Mexico could strike at $4bn in annual imports of US corn and soybeans if President Donald Trump escalates a trade spat with new tariffs, officials said this week, and it is studying how to reduce the pain of such a move.
Earlier this month, Mexico swiftly retaliated when Trump imposed metals tariffs, hitting dozens of American imports including steel and apples. But it held back from the most lucrative class of US farm products: grains, especially feed corn and soybeans, used to fatten Mexico’s cattle.
Imposing such tariffs would be a last-ditch option hitting at US corn farmers’ top export market, and such a move would hurt Mexico’s own industry.
But it has already been increasing its imports of grains from suppliers like Brazil and Argentina that could enable it to lessen the impact.
“This issue is one for phase two,” said Bosco de la Vega, who heads Mexico’s main agricultural lobby, the National Farm Council.
He said tariffs on grains were discussed at a June 4 meeting he attended at Mexico’s economy ministry, which is in charge of trade.

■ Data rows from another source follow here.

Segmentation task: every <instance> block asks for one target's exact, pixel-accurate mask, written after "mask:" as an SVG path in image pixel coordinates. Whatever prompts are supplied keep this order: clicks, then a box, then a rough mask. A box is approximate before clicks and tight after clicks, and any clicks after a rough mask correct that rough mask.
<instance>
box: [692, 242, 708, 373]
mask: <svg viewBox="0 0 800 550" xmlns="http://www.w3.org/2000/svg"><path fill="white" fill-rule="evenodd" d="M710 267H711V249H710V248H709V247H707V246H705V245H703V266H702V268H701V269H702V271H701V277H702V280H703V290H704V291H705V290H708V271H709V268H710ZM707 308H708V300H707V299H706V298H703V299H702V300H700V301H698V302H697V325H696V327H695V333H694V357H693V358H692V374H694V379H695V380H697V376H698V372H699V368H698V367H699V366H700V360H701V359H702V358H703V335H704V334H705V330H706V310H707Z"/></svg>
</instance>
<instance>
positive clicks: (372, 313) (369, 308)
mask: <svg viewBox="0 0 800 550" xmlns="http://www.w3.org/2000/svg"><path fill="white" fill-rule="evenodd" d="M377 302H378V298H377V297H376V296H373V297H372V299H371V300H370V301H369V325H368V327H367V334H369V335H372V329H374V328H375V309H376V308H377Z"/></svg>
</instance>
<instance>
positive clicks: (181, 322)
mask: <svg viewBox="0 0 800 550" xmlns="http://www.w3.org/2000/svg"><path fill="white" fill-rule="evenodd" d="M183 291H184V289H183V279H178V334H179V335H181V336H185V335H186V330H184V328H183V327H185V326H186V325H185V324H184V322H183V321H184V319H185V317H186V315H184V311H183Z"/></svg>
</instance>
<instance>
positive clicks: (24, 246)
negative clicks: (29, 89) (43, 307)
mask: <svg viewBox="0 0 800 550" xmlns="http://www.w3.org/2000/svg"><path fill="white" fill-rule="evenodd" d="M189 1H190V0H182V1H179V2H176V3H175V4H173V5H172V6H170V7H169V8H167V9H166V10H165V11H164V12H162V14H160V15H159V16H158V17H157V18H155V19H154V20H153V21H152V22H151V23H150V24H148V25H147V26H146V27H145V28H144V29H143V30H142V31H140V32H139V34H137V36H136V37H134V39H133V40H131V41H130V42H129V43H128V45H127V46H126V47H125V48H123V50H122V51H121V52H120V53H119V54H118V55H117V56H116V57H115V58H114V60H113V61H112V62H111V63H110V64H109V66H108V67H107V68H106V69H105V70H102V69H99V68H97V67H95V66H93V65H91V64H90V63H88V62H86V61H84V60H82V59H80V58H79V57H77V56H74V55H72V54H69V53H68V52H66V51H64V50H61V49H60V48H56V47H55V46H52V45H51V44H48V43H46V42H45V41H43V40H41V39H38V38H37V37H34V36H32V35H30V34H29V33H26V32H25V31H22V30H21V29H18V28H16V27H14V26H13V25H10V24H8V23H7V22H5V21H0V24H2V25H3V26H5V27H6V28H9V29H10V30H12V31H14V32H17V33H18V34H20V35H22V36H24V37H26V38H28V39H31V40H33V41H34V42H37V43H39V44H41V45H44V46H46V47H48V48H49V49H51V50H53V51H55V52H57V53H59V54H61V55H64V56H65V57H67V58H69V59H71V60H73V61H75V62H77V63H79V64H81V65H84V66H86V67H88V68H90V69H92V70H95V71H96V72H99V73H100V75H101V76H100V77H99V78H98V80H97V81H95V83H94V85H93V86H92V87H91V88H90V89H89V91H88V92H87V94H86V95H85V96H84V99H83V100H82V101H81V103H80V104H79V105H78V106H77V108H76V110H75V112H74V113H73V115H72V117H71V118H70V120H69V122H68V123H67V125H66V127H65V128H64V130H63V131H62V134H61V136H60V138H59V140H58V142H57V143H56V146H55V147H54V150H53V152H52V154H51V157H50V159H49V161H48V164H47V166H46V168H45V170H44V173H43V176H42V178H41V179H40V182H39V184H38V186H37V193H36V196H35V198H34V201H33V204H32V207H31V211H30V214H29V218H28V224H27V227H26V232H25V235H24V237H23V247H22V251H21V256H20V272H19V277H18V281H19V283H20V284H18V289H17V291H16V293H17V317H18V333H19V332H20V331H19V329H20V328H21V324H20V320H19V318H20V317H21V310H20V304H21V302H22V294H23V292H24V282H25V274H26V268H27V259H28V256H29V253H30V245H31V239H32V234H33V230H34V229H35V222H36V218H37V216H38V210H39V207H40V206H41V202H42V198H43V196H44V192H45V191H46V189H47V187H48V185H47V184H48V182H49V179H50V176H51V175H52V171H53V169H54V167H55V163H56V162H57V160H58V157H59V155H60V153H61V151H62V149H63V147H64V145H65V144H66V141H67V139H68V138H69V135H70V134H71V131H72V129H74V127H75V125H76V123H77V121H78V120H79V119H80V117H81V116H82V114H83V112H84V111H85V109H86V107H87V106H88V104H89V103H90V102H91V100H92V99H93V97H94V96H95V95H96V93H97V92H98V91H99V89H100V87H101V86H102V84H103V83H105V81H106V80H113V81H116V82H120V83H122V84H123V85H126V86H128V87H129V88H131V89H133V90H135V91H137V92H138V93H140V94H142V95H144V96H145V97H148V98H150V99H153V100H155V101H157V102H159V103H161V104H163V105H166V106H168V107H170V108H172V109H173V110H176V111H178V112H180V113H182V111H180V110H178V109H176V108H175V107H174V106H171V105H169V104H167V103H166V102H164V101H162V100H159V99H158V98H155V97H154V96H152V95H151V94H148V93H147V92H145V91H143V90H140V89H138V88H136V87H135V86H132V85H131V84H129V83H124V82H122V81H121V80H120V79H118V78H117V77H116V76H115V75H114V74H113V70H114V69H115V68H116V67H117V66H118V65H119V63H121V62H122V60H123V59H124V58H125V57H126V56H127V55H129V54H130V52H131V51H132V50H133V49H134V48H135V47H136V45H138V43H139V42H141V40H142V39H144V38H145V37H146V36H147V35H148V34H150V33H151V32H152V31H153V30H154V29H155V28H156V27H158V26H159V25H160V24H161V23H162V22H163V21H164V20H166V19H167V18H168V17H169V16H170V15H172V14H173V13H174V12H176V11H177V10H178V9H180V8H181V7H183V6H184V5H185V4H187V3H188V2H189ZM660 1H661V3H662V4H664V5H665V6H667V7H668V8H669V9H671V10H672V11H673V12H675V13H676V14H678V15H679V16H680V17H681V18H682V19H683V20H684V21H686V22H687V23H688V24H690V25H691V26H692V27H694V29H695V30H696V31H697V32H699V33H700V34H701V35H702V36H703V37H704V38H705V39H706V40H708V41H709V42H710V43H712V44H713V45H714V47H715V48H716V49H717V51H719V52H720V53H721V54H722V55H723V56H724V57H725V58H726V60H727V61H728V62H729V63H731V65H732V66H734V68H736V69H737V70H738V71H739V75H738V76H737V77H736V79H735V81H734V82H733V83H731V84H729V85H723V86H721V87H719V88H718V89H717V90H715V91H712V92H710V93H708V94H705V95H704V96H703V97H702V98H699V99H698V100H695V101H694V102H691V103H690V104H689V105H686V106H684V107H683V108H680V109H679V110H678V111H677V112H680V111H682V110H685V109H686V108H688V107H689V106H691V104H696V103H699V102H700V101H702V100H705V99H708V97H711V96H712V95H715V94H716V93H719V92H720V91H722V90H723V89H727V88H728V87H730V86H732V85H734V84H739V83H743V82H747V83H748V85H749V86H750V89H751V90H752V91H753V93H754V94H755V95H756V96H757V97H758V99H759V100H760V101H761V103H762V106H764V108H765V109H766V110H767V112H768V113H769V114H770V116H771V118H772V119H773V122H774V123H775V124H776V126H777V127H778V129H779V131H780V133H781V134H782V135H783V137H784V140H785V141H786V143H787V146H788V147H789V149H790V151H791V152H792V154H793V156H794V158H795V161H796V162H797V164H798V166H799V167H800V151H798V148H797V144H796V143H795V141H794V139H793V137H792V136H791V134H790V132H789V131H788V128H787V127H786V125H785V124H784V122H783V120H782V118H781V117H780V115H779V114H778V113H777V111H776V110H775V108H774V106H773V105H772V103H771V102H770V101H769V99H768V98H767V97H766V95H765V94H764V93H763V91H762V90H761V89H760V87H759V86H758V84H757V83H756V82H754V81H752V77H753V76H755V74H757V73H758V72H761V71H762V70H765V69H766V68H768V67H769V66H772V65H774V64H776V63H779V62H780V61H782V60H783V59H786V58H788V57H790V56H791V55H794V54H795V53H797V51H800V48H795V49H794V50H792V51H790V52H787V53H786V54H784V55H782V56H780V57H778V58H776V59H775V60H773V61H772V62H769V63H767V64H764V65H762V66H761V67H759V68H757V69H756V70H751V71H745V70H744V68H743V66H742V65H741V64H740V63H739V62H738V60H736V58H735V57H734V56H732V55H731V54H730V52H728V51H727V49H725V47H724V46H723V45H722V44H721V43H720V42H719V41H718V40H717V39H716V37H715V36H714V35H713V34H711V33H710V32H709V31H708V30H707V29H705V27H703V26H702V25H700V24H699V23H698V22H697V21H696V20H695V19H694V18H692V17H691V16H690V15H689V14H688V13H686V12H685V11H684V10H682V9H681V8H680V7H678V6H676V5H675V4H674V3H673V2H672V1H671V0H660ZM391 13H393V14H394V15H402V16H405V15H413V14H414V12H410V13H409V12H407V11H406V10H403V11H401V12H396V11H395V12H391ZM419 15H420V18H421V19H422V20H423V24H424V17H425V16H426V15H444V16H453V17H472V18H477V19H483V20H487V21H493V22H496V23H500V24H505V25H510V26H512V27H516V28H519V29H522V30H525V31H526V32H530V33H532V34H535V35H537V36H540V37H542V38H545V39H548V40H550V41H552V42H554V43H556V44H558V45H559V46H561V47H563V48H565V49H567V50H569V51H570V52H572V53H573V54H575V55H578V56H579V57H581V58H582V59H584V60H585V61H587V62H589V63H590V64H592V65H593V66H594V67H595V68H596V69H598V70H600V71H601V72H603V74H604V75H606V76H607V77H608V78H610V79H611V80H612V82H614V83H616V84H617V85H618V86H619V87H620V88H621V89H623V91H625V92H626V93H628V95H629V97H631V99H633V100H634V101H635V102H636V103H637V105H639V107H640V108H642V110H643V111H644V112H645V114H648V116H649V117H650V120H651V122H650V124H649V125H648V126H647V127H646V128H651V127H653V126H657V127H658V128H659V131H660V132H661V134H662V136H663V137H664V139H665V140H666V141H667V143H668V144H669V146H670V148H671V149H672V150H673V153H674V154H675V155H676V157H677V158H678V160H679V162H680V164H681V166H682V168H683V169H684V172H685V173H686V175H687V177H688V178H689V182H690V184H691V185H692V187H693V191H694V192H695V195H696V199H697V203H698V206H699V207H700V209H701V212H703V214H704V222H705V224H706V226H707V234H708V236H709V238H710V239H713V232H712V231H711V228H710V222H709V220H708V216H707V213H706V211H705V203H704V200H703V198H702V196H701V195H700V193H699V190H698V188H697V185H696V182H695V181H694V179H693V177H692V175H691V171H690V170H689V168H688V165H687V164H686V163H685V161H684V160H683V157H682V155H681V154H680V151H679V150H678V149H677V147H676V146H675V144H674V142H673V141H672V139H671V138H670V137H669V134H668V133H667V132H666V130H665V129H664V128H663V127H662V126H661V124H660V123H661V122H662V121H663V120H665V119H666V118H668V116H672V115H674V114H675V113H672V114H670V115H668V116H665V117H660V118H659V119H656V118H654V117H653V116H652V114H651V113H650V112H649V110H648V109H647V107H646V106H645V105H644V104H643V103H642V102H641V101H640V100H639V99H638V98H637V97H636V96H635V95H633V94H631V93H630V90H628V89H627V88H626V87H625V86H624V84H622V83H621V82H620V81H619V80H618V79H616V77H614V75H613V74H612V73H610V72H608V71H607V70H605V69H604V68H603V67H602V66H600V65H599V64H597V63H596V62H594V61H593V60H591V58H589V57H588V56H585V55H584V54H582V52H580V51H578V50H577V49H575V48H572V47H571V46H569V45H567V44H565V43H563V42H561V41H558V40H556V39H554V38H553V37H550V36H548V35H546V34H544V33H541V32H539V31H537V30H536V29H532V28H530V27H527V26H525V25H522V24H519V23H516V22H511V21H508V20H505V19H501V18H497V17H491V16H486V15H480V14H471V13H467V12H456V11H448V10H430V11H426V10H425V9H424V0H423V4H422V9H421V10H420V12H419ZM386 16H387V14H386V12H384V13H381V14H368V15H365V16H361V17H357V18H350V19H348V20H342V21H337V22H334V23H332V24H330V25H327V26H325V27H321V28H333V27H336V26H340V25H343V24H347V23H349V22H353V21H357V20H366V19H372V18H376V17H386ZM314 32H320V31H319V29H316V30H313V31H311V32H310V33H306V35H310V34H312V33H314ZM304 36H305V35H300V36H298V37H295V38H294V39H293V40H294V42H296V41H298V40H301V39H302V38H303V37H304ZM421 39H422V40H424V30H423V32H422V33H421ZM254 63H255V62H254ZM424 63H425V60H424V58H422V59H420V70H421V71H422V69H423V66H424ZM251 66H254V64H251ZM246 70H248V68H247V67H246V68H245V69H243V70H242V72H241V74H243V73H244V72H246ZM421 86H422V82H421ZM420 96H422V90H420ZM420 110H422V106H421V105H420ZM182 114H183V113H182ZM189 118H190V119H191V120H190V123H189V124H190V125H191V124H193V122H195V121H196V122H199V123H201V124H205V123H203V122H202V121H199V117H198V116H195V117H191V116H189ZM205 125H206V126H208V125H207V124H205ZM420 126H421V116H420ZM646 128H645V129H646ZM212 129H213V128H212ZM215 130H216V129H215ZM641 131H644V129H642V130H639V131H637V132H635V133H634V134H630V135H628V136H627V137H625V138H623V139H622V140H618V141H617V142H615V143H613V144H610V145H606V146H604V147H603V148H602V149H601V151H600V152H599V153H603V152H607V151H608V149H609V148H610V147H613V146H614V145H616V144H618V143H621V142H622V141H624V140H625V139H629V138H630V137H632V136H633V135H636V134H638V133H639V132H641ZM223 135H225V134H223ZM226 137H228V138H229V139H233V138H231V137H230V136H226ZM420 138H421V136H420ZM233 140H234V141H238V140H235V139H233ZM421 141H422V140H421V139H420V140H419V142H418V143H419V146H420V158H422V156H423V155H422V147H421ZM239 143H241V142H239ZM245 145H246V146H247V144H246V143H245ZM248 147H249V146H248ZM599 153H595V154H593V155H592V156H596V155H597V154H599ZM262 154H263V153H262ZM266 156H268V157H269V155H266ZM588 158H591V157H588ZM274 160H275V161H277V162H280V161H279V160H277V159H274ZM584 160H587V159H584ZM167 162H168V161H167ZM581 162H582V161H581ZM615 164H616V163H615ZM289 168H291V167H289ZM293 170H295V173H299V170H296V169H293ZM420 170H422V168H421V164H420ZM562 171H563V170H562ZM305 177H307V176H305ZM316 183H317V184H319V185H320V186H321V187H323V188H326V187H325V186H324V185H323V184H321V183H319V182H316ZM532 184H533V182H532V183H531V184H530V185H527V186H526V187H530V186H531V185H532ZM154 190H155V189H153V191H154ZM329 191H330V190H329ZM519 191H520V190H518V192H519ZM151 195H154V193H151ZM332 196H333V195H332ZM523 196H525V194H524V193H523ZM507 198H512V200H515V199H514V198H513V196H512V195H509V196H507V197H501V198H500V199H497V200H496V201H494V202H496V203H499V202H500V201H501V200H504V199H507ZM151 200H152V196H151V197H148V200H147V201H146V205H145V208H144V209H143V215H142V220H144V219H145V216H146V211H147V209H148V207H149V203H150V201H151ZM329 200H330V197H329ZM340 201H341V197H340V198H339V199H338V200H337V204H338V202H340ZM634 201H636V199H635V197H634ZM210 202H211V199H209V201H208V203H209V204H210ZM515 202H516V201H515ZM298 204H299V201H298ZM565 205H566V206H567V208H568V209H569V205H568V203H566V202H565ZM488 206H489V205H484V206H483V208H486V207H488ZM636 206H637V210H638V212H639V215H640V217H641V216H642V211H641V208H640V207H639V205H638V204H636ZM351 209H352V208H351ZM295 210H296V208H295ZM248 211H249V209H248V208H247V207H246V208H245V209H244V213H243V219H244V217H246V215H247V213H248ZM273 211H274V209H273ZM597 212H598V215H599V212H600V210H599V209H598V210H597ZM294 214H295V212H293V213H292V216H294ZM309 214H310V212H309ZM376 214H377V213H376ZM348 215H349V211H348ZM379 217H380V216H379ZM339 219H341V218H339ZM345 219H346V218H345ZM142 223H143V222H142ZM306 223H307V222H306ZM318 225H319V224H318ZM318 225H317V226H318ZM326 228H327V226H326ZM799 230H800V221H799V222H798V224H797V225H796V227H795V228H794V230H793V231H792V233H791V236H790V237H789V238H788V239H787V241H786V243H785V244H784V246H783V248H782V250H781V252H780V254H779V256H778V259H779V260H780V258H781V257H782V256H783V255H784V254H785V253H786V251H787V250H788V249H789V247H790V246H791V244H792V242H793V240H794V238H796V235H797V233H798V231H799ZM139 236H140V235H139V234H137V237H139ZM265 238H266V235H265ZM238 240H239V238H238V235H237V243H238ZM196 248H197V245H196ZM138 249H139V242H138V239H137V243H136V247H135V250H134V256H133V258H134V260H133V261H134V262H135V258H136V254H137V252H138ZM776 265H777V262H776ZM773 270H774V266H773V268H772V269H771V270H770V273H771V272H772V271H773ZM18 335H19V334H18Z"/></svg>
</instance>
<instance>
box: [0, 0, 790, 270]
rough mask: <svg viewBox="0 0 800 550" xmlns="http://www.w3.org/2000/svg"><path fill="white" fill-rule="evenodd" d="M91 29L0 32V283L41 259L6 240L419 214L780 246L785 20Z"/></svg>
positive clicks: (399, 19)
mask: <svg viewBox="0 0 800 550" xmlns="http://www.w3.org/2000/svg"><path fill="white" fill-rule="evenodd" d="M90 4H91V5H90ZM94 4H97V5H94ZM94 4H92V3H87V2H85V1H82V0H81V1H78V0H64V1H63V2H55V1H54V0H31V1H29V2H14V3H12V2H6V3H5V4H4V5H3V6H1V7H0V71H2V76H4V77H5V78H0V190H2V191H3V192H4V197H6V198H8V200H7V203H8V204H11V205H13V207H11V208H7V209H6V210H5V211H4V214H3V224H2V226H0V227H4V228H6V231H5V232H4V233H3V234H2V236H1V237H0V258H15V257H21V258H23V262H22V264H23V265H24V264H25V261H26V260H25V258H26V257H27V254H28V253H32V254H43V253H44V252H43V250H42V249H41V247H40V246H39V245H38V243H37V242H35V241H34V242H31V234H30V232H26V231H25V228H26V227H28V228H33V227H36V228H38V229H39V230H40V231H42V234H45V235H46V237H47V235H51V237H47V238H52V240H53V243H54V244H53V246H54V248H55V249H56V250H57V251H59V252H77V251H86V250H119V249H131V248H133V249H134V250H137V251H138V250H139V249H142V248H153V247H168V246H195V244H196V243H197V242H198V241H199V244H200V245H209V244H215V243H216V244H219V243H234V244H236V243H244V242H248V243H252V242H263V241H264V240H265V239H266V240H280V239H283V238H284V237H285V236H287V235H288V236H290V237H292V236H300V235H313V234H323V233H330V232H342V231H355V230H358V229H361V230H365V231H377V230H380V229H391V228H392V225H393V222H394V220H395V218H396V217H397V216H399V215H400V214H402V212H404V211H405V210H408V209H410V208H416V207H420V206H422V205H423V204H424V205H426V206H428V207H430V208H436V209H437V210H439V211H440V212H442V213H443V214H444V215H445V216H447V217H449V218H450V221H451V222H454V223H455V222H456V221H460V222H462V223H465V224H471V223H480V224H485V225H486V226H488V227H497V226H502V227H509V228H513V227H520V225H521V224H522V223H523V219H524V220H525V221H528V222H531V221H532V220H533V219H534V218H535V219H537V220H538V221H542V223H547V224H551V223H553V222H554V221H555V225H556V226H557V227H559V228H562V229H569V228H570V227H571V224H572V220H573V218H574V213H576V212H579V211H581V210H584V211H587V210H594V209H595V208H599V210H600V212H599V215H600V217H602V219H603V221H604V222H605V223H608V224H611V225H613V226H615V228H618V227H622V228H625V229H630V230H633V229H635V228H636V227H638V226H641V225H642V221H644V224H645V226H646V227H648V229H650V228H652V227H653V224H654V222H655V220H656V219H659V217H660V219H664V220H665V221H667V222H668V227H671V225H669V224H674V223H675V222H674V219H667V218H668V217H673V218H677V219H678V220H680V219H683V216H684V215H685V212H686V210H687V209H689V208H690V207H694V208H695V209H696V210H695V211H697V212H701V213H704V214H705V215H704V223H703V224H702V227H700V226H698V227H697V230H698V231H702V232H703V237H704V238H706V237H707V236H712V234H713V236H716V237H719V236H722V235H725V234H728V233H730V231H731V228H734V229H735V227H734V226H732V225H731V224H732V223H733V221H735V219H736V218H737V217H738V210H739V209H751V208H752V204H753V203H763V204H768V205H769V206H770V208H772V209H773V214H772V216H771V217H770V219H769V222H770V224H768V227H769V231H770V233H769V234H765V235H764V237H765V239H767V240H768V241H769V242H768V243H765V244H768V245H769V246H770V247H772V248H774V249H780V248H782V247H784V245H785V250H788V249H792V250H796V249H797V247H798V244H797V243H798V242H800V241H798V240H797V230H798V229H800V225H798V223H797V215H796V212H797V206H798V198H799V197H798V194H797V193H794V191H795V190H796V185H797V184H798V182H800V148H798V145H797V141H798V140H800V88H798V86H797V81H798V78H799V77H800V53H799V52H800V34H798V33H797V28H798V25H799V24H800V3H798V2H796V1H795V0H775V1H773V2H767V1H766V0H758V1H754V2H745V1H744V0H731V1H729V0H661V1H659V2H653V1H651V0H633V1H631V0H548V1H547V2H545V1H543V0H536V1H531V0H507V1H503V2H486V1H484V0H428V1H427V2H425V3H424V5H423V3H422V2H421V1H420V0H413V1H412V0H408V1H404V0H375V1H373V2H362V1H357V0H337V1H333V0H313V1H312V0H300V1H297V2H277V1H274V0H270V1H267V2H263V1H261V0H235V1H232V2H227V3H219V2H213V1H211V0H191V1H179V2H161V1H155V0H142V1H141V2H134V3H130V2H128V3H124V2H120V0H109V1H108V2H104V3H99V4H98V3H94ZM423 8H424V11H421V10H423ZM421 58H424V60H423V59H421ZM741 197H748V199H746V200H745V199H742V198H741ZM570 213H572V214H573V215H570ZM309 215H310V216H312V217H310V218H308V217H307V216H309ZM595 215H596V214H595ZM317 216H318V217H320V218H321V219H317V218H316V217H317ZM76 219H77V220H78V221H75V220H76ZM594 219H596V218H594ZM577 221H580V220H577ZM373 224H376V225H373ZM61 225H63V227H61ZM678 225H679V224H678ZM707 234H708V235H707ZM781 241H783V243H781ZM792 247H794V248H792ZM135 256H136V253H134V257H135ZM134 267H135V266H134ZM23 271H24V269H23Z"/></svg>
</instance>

Economy Minister Ildefonso Guajardo was present at the meeting, he said.
“Intentionally, it was left for a major crisis phase,” said de la Vega. He said any move against grains would aim at the US corn belt, mentioning states such as Missouri, Kansas, Iowa and Nebraska, all of which voted for Trump in the 2016 election.
Raul Urteaga, director of international trade for Mexico’s agriculture ministry, said Mexico “right now” was not targeting US grains, but declined to rule out such a move in the future and said Mexico was looking for alternative suppliers. An official with Mexico’s economy ministry would not say whether or not officials were studying duties on US grains, and referred back to the retaliatory tariffs announced earlier this month.
The decision not to impose the measure during that retaliation was taken to retain options at the negotiating table as trade talks continue and to avoid hurting the Mexican consumer with higher prices, a trade source familiar with the matter said.
High on Mexico’s list of worries is Trump’s decision to launch a national security investigation into tariffs on auto imports, which could hammer Mexico’s $67bn auto industry.
“That’s why we’re preparing,” de la Vega said.
Urteaga, one of Mexico’s original North American Free Trade Agreement negotiators in the early 1990s, cited two trade missions he organised along with 17 Mexican grains buyers to Brazil and Argentina last year, aimed squarely at developing substitute US suppliers.
“I want to emphasise that both yellow corn and soybeans represent very interesting areas of opportunity for Argentina and Brazil as alternative suppliers for us,” he said.